Les petites villes ne permettent pas vraiment l’anonymat, et même quand il fût prouvé que les parents n’avaient rien à voir dans tout ça, on ne pût jamais vraiment réécrire l’histoire. Heureusement, pile à ce moment-là, comme quoi des fois le hasard fait bien les choses, son père eût une proposition de travail au Japon des plus intéressantes. Après y avoir réfléchi longtemps, il fût décidé que toute la petite famille partirait pour le Japon. Sa mère pouvait travailler de n’importe où, et à 7 ans, ils espéraient que Jilian pourrait encore apprendre la langue assez vite.

Si les débuts furent compliqués, très vite, les Doe se sentir à nouveau chez eux. Jilian réapprenait à lire et la sensation était grisante. Tant de nouveaux mots à découvrir ! Tant de nouveaux livres ! Jilian passait tout son temps libre reclus dans toutes les bibliothèques que la ville pouvait lui offrir. Les kanjis encore inconnus semblaient danser pour lui au cœur des pages. Quel bonheur il trouvait alors à danser avec eux ! Sa mère continuait de lui raconter des histoires, et son père faisait en sorte de prendre du temps tous les jours pour lui apprendre la langue. La tradition voulait que le trio se réunisse autour de la collection d’article des « Doe », et chaque soir, à tous les trois, ils inventaient une vie à l’un ou l’autre de ces anonymes, retraçant l’histoire de cette immense famille que Jilian s’inventait étant petit.

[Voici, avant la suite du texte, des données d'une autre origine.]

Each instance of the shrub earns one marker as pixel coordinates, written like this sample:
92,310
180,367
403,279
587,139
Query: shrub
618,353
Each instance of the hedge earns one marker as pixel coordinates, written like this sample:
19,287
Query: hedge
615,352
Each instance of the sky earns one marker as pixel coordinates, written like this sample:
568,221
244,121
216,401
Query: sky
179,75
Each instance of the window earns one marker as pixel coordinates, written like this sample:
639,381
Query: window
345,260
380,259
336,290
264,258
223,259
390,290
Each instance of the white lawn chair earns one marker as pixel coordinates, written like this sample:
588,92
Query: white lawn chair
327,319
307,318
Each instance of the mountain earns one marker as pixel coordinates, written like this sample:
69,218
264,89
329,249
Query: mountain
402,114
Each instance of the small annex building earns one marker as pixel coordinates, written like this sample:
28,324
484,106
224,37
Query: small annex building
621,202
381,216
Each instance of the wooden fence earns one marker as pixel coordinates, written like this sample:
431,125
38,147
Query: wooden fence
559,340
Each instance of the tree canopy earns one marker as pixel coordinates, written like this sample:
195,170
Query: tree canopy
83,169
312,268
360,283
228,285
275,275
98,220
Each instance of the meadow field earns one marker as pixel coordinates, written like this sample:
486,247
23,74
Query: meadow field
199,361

Toutefois, à chaque fois qu’on lui demandait pourquoi son œil était aveugle, il préférait répondre « je l’ai perdu en jouant à la guerre ! ». C’était toujours mieux que de ne pas savoir quoi répondre. D’autant que pour lui, ça ne changeait rien. Il n’avait pas envie qu’on puisse reprocher quoi que ce soit à ses parents avec cette histoire. Son œil aveugle ne lui posait absolument aucun problème. Qu’il en soit ainsi pour le reste du monde à la fin. L’histoire de cette fameuse guerre changeait à chaque fois, en fonction du public. Il aimait à voir le visage des gens au fur et à mesure du récit. Ça faisait partie du jeu. Ceux et celles qui le connaissaient appréciaient d’ailleurs toujours d’entendre la nouvelle version de l’histoire… parfois terrifiante, parfois ridicule, parfois absurde.

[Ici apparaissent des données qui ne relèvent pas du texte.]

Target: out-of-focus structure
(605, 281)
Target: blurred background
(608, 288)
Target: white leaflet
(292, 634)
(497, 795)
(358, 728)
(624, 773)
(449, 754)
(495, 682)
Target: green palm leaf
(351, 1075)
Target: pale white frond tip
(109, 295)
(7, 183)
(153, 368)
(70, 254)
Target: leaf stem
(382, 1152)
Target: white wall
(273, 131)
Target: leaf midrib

C’est tout naturellement qu’il était devenu bibliothécaire. Les livres avaient toujours été pour lui une source de bonheur infinie, et il chérissait encore le souvenir de ces longs après-midis passés dans le refuge des bibliothèques à regarder les mots danser. Secrètement, il espérait pouvoir offrir ce même refuge à ceux et celles qui franchissaient les portes de son sanctuaire.